Bill Gillette is a freelance writer based in Richmond Heights, Ohio.
High-risk human papillomavirus (hrHPV) infection in a subset of penile squamous cell carcinomas (PSCCs) may develop from undifferentiated penile intraepithelial neoplasia (PeIN), a new study reveals.
Barcelona, Spain - High-risk human papillomavirus (hrHPV) infection in a subset of penile squamous cell carcinomas (PSCCs) may develop from undifferentiated penile intraepithelial neoplasia (PeIN), a new study reveals.
Researchers with Hospital Universitari Vall d'Hebron, Barcelona, examined the prevalence of HPV in a retrospective series of 82 patients with PSCC, HealthDay News reports. To detect HPV, investigators used polymerase chain reaction assay with SPF-10 broad-spectrum primers, followed by DNA enzyme immunoassay. They performed genotyping with a reverse hybridization line probe assay.

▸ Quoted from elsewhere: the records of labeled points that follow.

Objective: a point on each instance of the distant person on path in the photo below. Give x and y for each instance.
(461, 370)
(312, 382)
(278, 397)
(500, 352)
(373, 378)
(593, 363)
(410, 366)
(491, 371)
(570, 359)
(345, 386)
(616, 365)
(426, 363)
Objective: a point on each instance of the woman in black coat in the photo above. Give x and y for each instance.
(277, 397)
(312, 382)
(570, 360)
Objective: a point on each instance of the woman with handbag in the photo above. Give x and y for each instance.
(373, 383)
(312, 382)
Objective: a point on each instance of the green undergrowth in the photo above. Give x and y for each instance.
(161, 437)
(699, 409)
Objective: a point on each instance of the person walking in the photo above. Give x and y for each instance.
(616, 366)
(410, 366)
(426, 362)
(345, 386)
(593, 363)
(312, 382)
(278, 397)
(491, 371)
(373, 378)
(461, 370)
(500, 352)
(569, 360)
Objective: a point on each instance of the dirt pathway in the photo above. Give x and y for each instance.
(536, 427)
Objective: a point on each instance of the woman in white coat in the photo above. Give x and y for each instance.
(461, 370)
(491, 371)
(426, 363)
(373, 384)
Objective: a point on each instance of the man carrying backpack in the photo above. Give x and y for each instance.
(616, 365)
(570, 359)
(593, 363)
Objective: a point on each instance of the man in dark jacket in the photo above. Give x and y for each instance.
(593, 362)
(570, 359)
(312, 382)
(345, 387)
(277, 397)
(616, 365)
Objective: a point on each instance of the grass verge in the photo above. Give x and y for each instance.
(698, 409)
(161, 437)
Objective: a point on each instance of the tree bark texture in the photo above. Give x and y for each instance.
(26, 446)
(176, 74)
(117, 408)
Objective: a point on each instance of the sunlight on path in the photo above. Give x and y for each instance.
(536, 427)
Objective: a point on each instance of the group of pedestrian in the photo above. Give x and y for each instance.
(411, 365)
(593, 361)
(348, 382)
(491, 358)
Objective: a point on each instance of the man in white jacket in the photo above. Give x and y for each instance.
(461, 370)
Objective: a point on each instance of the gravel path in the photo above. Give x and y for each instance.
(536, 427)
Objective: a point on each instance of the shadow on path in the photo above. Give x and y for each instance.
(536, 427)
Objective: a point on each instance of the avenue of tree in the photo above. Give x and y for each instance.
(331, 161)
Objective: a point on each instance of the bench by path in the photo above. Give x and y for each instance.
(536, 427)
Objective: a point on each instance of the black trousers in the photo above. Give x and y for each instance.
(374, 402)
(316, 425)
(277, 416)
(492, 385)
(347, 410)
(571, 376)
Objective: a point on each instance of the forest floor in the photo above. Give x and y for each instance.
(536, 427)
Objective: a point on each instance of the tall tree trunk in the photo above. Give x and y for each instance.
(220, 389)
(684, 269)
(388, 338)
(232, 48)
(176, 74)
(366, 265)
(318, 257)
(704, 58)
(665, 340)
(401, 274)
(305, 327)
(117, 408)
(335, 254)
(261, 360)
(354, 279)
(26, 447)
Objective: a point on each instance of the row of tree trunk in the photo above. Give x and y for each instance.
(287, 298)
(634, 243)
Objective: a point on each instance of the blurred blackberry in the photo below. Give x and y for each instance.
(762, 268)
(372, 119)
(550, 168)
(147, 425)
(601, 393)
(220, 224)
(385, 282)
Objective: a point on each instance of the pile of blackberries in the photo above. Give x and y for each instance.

Researchers found HPV DNA in 40 percent of PSCCs. HPV-16 was identified in 81 percent of cases. Most basaloid and warty tumors were hrHPV positive, while only 15 percent of usual PSCC were hrHPV positive. All hrHPV-positive PSCC had an adjacent undifferentiated PeIN.
The researchers found that hrHPV infection correlated with strong p16INK4a immunostaining, and p16INK4a immunohistochemical overexpression was present in most undifferentiated PeIN.
“In this study, we detected hrHPV in 28 percent of PSCC and in 90 percent of PeIN,” the study authors wrote. “These results allow identification of a subset of PSCC in which HPV would play a triggering role and give support to the bimodal etiopathogenic hypothesis that distinguishes two different subsets of PSCC.”
The study was published online in the Journal of the American Academy of Dermatology.